On Mon, Feb 8, 2016 at 2:41 PM, Chris Barker
Just to clarify -- what does it currently do for bytes? IIUC, Windows uses UTF-16, so can you pass in UTF-16 bytes? Or when using bytes is is assuming some Windows ANSI-compatible encoding? (and what does it return?)
UTF-16 is used in the [W]ide-character API. Bytes paths use the [A]NSI codepage. For a single-byte codepage, the ANSI API rountrips, i.e. a bytes path that's passed to CreateFileA matches the listing from FindFirstFileA. But for a DBCS codepage arbitrary bytes paths do not roundtrip. Invalid byte sequences map to the default character. Note that an ASCII question mark is not always the default character. It depends on the codepage. For example, in codepage 932 (Japanese), it's an error if a lead byte (i.e. 0x81-0x9F, 0xE0-0xFC) is followed by a trailing byte with a value less than 0x40 (note that ASCII 0-9 is 0x30-0x39, so this is not uncommon).

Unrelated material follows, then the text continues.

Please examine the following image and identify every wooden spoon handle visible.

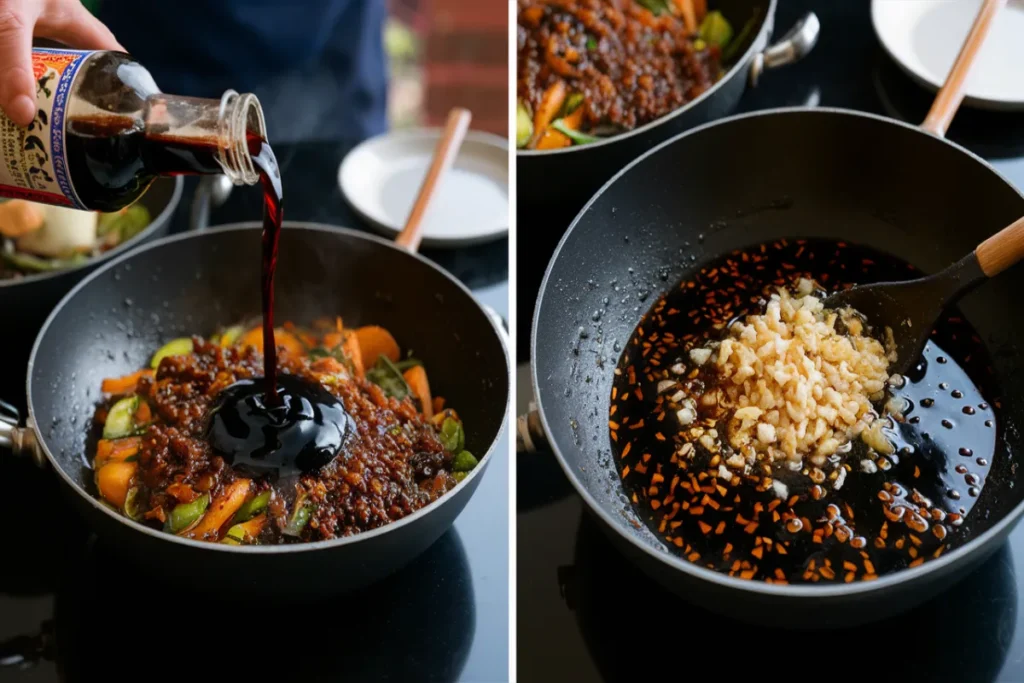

In this case the ANSI API substitutes the default character for Japanese, '・' (U+30FB, Katakana middle dot). >>> locale.getpreferredencoding() 'cp932' >>> open(b'\xe05', 'w').close() >>> os.listdir('.') ['・'] >>> os.listdir(b'.') [b'\x81E'] All invalid sequences get mapped to '・', which roundtrips as b'\x81\x45', so you can't reliably create and open files with arbitrary bytes paths in this locale.